Le 22 mai 2026, Samsung Electronics a signé un accord salarial historique avec ses syndicats pour préserver la stabilité de sa production de semi-conducteurs en Corée du Sud, un élément clé pour soutenir la montée en puissance de l’intelligence artificielle. Cet accord intervient alors qu’une grève menaçait de paralyser pendant 18 jours des sites de production stratégiques, explique La Tribune. À une époque où la demande en puces est vitale pour l’industrie mondiale de l’IA, la paix sociale a été jugée nécessaire par l’entreprise pour maintenir son avantage compétitif.
Ce que prévoit l’accord et ce que ça change pour les salariés
Le géant sud-coréen a annoncé l’octroi d’une « super prime » d’environ 290 000 € par salarié, destinée à près de 78 000 employés.

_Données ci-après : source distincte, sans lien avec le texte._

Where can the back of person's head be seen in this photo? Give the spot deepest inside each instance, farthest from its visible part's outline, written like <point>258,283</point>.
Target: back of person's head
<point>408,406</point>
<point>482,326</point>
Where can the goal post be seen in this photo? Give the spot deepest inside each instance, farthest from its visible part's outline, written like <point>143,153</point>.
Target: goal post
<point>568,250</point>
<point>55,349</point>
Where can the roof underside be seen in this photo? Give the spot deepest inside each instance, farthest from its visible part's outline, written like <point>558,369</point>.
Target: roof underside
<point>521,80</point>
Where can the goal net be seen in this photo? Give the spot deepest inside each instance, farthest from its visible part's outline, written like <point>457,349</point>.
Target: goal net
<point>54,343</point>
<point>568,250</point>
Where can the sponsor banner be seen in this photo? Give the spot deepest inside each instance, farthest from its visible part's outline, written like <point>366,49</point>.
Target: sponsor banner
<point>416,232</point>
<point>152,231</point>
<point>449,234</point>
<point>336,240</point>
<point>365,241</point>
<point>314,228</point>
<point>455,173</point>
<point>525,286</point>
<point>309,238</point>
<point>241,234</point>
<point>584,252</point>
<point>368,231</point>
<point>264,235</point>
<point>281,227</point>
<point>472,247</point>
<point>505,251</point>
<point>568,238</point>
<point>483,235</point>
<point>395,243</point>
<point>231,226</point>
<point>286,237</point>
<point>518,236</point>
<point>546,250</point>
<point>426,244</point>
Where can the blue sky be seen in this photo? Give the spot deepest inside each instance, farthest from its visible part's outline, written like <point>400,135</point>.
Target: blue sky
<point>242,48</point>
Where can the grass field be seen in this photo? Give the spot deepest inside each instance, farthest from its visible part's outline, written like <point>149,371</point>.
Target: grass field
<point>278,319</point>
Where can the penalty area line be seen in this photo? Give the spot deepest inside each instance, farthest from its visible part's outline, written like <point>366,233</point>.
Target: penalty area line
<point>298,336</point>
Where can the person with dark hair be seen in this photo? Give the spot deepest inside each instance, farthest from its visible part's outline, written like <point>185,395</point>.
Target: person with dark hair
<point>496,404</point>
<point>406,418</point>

Cette prime, indexée sur les performances du secteur des puces, comprend principalement des actions représentant 10,5 % du bénéfice d’exploitation de ce département, complétée par un 1,5 % en numéraire. Pour être éligibles, ces avantages sont conditionnés à des performances exceptionnelles.
L’accord, d’une durée prévue de dix ans, sera ratifié si plus de 50 % des 70 000 syndiqués participant au vote l’approuvent d’ici le 27 mai. En faisant cela, Samsung montre comment la vague mondiale de l’IA alimente non seulement sa croissance économique mais aussi des concessions salariales importantes. Notons aussi que les mémoires HBM (High Bandwidth Memory), utilisées pour l’entraînement des modèles d’IA, ont vu leur rentabilité bondir de 750 % au cours de l’année écoulée.
Géopolitique et risques pour l’économie
Samsung, représentant environ 12,5 % du PIB sud-coréen, se trouve au cœur du développement technologique et économique du pays. Alors que les puces mémoires comptent pour plus d’un tiers des exportations, les sites de Giheung, Hwaseong et Pyeongtaek sont particulièrement stratégiques. Le risque de grève aurait pu non seulement ébranler ces pôles mais aussi perturber la chaîne d’approvisionnement mondiale en semiconducteurs.
Au vu de la situation, l’entreprise doit sécuriser en permanence ses ressources humaines pour verrouiller les talents face à la concurrence américaine pour les ingénieurs. La médiation du ministre du Travail Kim Young-hoon ainsi que l’éventualité d’un « arbitrage d’urgence » par le gouvernement sud-coréen soulignent l’enjeu national et international de cet accord.
Ce que ça peut changer pour l’industrie et l’économie
L’accord de Samsung pourrait pousser d’autres groupes à suivre, comme Samsung Biologics et Hyundai Motor Group, qui réclament déjà des mesures similaires. De plus, l’opposition d’un collectif d’actionnaires, prêt à engager une action en justice, introduit une dynamique juridique complexe.
Selon Kim Dae-jong, professeur à l’université Sejong, « La Corée du Sud représente environ 80 % de la production mondiale des puces mémoires », et la répartition des énormes profits de l’IA pourrait influencer les investissements futurs. Cette situation pose la question d’une redistribution massive des bénéfices, un débat porté par le président Lee Jae-mung, qui reste prudent, et par Kim Yong-beom, proposant de transformer ces gains en « dividende national ».